PyCaret: Comprehensive Guide and Insights

7 min readSep 22, 2023

In today’s fast-paced world, automation is key. PyCaret offers a streamlined approach to simplify the end-to-end machine learning workflow, making your life easier.

You might wonder, what’s left for you to do? Well, you have the choice to either write everything from scratch or let PyCaret handle the heavy lifting.

Author’s Note:
It’s worth emphasizing that PyCaret is NOT driven by AI but operates based on your directives or default settings.

Let’s dive in and explore its capabilities!

Intended Audience

This blog offers a comprehensive view of every aspect of the PyCaret module. If you are seeking specific functionality within this module, feel free to navigate directly to that section.

What is it?

PyCaret is an open-source, low-code machine learning library in Python that automates machine learning workflows. It is an end-to-end machine learning and model management tool that exponentially speeds up the experiment cycle and makes you more productive.

— official documentation.

What are its functions?

It encompasses tasks such as data preprocessing, handling missing values, detecting outliers, feature selection, training models, choosing the best models, fine-tuning hyperparameters, employing ensemble modeling techniques, and more.

Installation

# installation (might need to install dependencies manually as per requirement)
pip install pycaret

# Full version (PREFERRED)
pip install pycaret[full]

# for jupyter notebook or google colab
# (The exclamation mark (!) in notebooks is used to run shell commands.)
!pip install pycaret[full]

Modules Supported by PyCaret:

Supervised ML:

# pycaret classification
from pycaret.classification import *

# pycaret regression
from pycaret.regression import *

2. Unsupervised ML:

# pycaret clustering
from pycaret.clustering import *

# pycaret anomaly detection
from pycaret.anomaly import *

3. Time Series:

# pycaret time series
from pycaret.time_series import *

Version Checking

# check installed version
import pycaret
pycaret.__version

#Latest as of Sept. 20, 2023 is '3.1.0'

Accessing the Datasets provided by PyCaret:

from pycaret.datasets import get_data

# Displays the list of available datasets
all_datasets = get_data('index')

# Access the required dataset (return type: pandas df)
df = get_data('iris')

Author’s Note:
pre-curated datasets are valuable for learning and experimentation but may not fully represent the complexity and challenges of working with real-world data. Real-world applications often require a more diverse set of skills in data collection, cleaning, and feature engineering to derive meaningful insights.

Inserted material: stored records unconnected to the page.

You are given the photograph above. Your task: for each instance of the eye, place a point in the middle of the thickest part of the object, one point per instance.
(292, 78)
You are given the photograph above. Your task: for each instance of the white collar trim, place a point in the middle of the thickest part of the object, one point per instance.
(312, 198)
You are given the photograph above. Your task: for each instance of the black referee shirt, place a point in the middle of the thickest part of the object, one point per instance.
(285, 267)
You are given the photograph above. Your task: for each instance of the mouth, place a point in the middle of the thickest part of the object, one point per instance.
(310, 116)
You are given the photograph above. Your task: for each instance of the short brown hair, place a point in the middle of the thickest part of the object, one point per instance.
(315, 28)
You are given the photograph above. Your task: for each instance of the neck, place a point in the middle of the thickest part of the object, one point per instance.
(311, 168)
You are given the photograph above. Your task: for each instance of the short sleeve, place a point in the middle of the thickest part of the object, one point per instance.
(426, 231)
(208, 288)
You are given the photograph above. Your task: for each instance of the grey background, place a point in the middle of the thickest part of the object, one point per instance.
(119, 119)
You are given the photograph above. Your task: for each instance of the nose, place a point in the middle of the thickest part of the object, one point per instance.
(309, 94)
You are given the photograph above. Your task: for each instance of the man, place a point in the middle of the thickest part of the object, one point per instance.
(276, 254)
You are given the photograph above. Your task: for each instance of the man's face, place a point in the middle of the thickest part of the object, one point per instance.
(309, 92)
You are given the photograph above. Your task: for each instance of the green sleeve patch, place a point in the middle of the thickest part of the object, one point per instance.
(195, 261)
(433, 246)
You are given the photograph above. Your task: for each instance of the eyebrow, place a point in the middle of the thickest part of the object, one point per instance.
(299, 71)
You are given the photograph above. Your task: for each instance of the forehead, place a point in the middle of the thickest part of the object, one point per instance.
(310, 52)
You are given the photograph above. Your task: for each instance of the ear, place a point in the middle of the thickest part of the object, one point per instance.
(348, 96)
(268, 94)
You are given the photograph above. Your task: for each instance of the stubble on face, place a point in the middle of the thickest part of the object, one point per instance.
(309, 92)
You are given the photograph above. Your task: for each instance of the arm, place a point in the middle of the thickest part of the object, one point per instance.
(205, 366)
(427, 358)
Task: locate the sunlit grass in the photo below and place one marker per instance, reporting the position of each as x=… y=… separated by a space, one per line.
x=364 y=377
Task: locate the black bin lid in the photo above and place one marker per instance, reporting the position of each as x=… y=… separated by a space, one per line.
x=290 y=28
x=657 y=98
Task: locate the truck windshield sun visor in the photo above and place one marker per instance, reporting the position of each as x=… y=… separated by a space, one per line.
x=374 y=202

The image was captured within the Google-Colab environment, utilizing an interactive table widget, and was pre-filtered to display only regression datasets.

Setup() Function

Author’s Note:
This tutorial is centered around Regression Machine Learning task utilizing the ‘insurance’ dataset from pycaret.datasets. For varying Machine Learning tasks (Unsupervised or Time-series), the fundamental structure of the .setup() method will remain consistent; however, specific attributes may be included or excluded to align with the particular use case.

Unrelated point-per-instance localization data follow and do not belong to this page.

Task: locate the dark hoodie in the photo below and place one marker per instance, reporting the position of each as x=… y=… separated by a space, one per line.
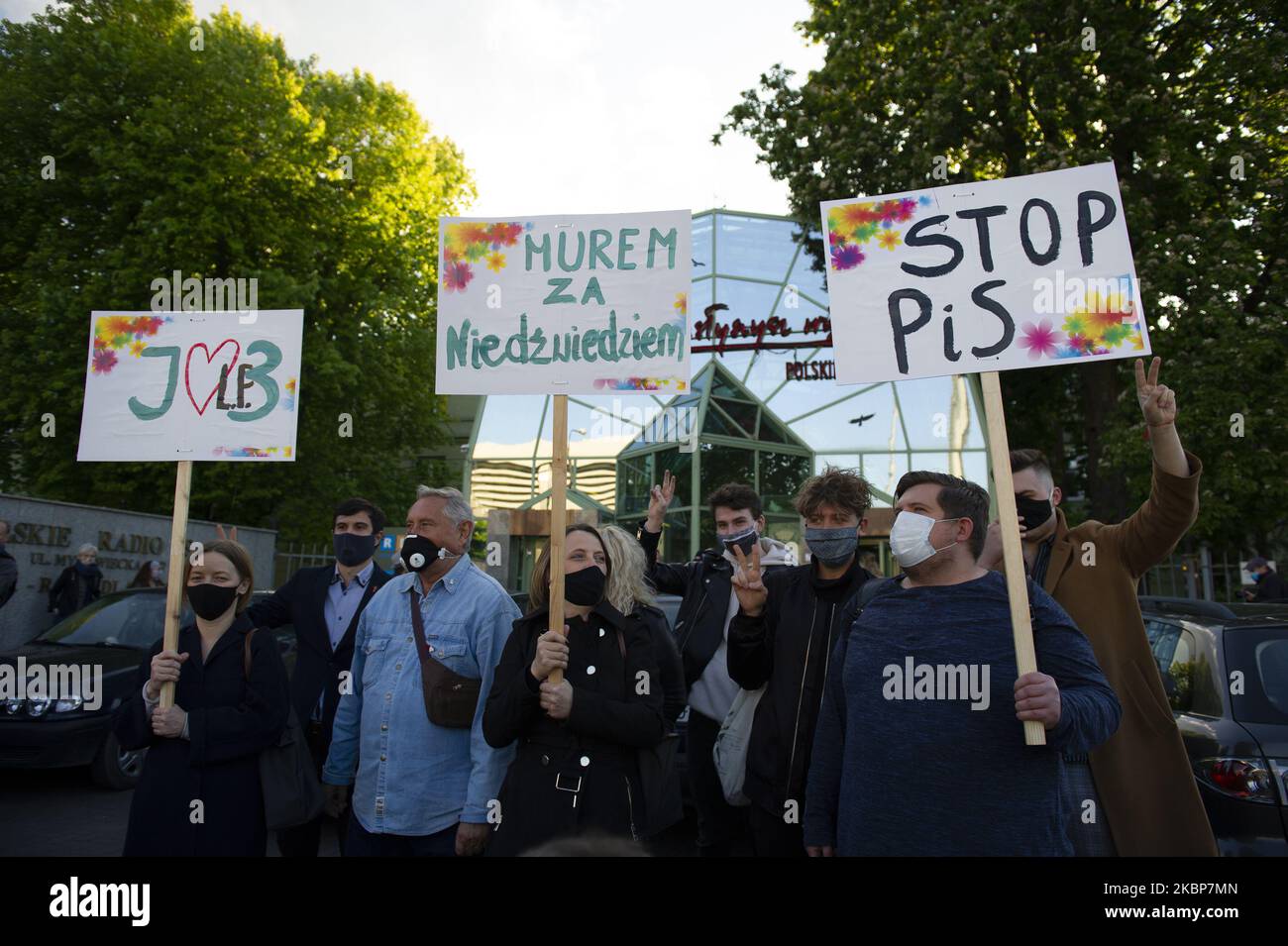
x=786 y=649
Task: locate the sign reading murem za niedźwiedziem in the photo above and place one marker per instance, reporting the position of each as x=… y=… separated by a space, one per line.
x=576 y=304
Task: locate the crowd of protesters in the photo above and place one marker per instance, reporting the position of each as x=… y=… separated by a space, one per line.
x=831 y=710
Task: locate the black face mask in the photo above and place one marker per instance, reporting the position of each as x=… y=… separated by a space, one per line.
x=419 y=553
x=745 y=541
x=1034 y=512
x=210 y=601
x=352 y=549
x=585 y=588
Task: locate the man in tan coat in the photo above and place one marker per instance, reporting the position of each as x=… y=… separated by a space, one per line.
x=1138 y=794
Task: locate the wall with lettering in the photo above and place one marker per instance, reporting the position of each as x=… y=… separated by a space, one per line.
x=44 y=537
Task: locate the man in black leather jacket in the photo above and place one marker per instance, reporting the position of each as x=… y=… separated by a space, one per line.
x=782 y=639
x=700 y=628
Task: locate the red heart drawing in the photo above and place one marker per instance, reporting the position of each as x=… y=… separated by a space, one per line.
x=210 y=358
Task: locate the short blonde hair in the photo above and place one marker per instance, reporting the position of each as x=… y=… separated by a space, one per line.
x=627 y=584
x=240 y=556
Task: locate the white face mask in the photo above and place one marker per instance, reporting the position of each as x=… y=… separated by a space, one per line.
x=910 y=538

Import the necessary modules

# import the regression module
from pycaret.regression import *

# using pre-curated dataset for this tutorial
from pycaret.datasets import get_data
df = get_data('insurance')

2. Check the Data-types

# check the data-types of each features, correct - if required.
# Current dataset contains the correct types for each features.
df.dtypes

3. Obtain the supported ML models.

Retrieve the list of supported machine learning models. Determine which specific models are needed for your application. Record the IDs of the selected models either in a separate list or directly within the compare_models() function in upcoming steps.

Author’s Note:
You have the option to skip this step if you aim for comprehensive coverage by applying all the defined models in your application, with the intention of gauging their relative performance. However, it’s worth noting that this approach may NOT be advisable because different models have distinct preprocessing requirements, and such indiscriminate application could potentially disrupt the learning process.

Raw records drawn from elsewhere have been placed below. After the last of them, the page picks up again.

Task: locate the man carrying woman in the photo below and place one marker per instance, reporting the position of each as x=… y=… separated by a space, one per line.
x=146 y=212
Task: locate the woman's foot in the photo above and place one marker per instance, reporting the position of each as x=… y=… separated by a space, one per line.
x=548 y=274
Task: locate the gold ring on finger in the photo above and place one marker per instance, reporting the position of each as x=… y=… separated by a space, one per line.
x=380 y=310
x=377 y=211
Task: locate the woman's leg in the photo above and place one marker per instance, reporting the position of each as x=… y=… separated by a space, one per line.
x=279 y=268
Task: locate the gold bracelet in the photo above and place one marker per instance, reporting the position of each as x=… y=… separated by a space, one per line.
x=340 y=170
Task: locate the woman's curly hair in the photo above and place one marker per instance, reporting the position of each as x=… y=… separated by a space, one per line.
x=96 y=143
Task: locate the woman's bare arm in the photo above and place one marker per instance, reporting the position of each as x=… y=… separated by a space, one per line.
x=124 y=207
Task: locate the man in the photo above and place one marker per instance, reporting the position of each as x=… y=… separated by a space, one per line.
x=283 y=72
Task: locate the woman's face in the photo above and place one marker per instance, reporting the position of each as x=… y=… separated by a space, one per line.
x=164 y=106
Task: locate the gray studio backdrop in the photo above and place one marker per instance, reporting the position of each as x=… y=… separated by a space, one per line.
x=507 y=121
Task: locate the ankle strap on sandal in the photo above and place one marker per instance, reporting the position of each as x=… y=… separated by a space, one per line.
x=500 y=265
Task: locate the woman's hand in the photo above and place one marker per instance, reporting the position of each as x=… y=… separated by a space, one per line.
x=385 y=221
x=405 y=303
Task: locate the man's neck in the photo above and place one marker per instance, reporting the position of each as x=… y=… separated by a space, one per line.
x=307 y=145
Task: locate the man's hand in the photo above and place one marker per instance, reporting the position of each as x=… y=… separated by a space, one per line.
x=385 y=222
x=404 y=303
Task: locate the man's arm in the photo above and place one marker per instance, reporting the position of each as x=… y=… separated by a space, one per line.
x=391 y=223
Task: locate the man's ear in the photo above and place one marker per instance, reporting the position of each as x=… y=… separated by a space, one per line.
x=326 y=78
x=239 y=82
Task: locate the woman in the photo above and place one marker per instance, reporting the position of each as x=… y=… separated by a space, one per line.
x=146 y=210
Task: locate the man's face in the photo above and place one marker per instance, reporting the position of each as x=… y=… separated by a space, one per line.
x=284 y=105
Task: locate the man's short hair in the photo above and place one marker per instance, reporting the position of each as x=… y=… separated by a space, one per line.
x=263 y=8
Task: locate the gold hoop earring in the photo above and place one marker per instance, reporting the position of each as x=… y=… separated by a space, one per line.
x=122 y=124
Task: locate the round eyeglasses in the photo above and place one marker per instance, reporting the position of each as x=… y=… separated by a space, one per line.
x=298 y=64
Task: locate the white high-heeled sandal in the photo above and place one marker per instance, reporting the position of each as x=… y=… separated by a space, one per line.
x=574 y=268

# to execute models() statement, we first create a dummy setup.
# without setup(), one cant execute models() statement !
setup(data = df, verbose=False) 

# Get the list of supported models
models()

let's apply the following models:
1. Linear Regression (lr)
2. Ridge Regression (ridge)
3. Lasso Regression (lasso)

4. Identify the preprocessing requirements for the selected model(s).

CHECK-LIST
1. Scaling......................required
2. Handling Categorical Data....required
3. Handling Missing Data........required
4. Outlier Detection/Removal....required
5. Transformation...............let's go with not-required !

5. Let’s setup()…

# Uncomment to view the structure/parameters of the setup function
# help(setup)

reg = setup(
    
    # session_id is equivalent to 'random_state' in scikit-learn
    session_id = 6842,

    # Dataset to work with
    data = df,

    # Dependent feature (index or feature name)
    target = -1,

    # training and validation proportion (default 0.7)
    train_size = 0.8,

    # Numerical and Categorical features
    # - (specify only if the inffered types are incorrect)
    # - Do NOT include target feature
    # - example include,
    # numeric_features = ['age', 'bmi', 'children', 'smoker'],
    # categorical_features = ['sex',  'region'],

    # missing value Impute (default 'simple', other: 'iterative')
    imputation_type = 'simple',

    # numerical imputation type
    # - (Ignored when ``imputation_type= iterative``)
    # - available options: "drop", "mean" (default), "median", "mode", "knn", int or float
    numeric_imputation = 'knn',

    # categorical imputation type
    # - (Ignored when ``imputation_type= iterative``)
    # - available options: "drop", "mode" (default), str
    categorical_imputation = 'mode',

    # Ordinal features lowest(0) to highest(max)
    # - no ordinal features are present in dataset, but example include,
    # ordinal_features = {
    #             'Outlet_Size' : ['Small', 'Medium', 'High'],
    #             'Outlet_Location_Type' : ['Tier 3', 'Tier 2', 'Tier 1']
    # },

    # StandardScaler will be applied by default
    # - available options: 'zscore' (default), 'minmax', 'maxabs', 'robust'
    normalize = True,
    normalize_method = 'zscore',


    # Low Variance Filter (default: None)
    # - threshold = 0 ensures exclusion of columns with single values.
    # - one can set a custom threshold if required.
    low_variance_threshold = 0,

    # outliers from the training data are removed using an Isolation Forest
    remove_outliers = True,

    # Transformation applied using default 'yeo-johnson'
    # - available options: 'yeo-johnson' (default), 'quantile'
    transformation = False,
    transformation_method = 'yeo-johnson',

    # Feature Selection portion is excluded, but one can refer: help(setup)

)

# One can access/check the all available configurations of setup() method.
get_config() # returns a list of available config.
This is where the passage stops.